The trust assessment
The National Design Academy training registered strongly and positively — it was the single most important credibility signal for Ingrid. Sara's personal backstory of making beauty from constraint resonated emotionally but did not build professional trust on its own. Ingrid drew a sharp distinction between warmth and authority, and she believes Sara currently leads with warmth at the expense of demonstrating expertise. Her specific recommendation: show design knowledge more visibly — colour theory, spatial reasoning, evidence of professional skill beyond accessibility.
The action barrier
Not applicable — Ingrid would not take action for herself. The relevant barrier is the referral barrier: what stops her from recommending the service to others.

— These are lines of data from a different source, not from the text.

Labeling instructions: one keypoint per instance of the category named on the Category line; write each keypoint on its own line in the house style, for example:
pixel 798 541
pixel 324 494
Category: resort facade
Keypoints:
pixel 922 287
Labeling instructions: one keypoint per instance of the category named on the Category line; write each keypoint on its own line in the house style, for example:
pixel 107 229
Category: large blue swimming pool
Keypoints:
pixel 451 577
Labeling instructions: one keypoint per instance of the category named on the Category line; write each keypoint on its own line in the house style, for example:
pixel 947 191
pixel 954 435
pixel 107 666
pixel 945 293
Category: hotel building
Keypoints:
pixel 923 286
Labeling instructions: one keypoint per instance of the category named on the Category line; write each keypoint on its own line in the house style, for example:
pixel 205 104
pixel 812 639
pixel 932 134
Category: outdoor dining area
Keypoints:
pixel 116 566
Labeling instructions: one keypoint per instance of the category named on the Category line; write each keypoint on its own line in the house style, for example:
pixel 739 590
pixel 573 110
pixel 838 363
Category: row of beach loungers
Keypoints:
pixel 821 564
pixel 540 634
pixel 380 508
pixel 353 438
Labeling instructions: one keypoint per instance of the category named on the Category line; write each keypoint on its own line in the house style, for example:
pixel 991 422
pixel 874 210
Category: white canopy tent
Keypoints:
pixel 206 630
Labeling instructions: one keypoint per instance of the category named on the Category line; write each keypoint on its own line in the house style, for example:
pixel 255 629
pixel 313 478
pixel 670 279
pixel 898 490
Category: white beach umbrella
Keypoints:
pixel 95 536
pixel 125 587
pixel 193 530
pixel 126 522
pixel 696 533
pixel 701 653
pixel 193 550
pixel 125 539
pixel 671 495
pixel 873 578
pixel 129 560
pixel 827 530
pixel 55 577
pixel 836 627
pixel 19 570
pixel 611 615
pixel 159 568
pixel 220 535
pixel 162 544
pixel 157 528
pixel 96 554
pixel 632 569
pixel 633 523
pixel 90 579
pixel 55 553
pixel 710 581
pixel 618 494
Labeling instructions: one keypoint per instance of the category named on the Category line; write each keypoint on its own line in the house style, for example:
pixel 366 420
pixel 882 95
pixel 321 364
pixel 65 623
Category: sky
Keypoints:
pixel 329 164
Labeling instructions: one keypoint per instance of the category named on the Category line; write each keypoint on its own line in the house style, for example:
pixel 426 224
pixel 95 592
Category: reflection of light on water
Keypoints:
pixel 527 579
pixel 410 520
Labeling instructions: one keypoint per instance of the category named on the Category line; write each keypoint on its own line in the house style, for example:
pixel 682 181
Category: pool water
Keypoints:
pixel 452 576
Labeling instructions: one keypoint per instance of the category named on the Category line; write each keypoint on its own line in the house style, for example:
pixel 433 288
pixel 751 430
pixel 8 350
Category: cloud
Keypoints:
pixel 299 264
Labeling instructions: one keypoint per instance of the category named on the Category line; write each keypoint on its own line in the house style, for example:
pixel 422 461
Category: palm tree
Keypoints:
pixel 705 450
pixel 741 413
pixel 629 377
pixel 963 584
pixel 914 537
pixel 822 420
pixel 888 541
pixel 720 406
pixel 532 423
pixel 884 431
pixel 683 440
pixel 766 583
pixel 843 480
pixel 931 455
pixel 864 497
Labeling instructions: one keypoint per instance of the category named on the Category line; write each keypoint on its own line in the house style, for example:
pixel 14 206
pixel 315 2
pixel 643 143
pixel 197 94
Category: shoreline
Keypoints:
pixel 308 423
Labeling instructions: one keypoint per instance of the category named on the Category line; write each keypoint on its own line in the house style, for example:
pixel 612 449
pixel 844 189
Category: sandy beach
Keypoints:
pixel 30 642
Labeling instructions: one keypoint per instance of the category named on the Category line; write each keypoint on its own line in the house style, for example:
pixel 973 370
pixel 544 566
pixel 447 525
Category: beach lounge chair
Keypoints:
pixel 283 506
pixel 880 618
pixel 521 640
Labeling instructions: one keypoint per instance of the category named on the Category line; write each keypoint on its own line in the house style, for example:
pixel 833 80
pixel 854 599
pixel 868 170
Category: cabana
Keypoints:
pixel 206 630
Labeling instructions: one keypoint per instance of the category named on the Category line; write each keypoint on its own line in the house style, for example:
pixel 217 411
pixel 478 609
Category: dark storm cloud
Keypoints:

Three factors: (1) no visible pricing to include in a recommendation, (2) portfolio does not show enough range and real-world constraint, (3) the messaging implies all visitors are beginners, which makes her reluctant to recommend it to capable friends who might feel patronised.
The referral test
Ingrid rated her likelihood of recommending at 6/10, rising to 8+ if three specific changes were made: visible pricing, portfolio range showing real constraints, and a single acknowledgement that some visitors are building on existing competence. The gap between personal relevance (1/10) and referral willingness (6-8/10) is the largest of any persona interviewed. This confirms her role as pure gatekeeper — she will never book, but she could drive multiple bookings if the website earns her full respect.
Unprompted insights
- Price-as-quality signal: Ingrid's interpretation of 50 euros as "too low" is a significant counter-data point. While affordability is core to ELI's mission, the pricing may be read by quality-oriented evaluators as a lack of professional confidence rather than accessibility. Consider whether a slightly higher price (75-100 euros) would better serve the brand's credibility without losing the core audience.
- The brand name tension: "Everyday" is both the strength and the limitation. It communicates accessibility but may undercut aspiration. Worth monitoring across other interviews.
- Authority and warmth are not trade-offs: Ingrid's final insight — that warmth and authority can coexist and that their combination is "very powerful and very rare" — is perhaps the most valuable strategic observation in this interview. Sara's instinct toward accessibility and anti-elitism is sound, but it should not come at the cost of visibly demonstrating expertise. The website could show more design knowledge (colour theory, spatial reasoning, material expertise) without sacrificing warmth.
- The challenge bias: Ingrid noted that a designer who only listens is "a mirror, not a designer." This suggests the testimonials' emphasis on collaboration and listening, while reassuring for uncertain personas, may slightly concern quality-oriented evaluators who want evidence of professional challenge and creative push-back.
- The gatekeeper network: Ingrid spontaneously identified a daughter-in-law who just bought a flat, a neighbour's son in his first apartment, a friend paralysed by indecision, and a friend who moved after a divorce. This is a rich, specific referral network — exactly the kind of warm-lead pipeline that costs nothing to activate if the website earns the gatekeeper's respect.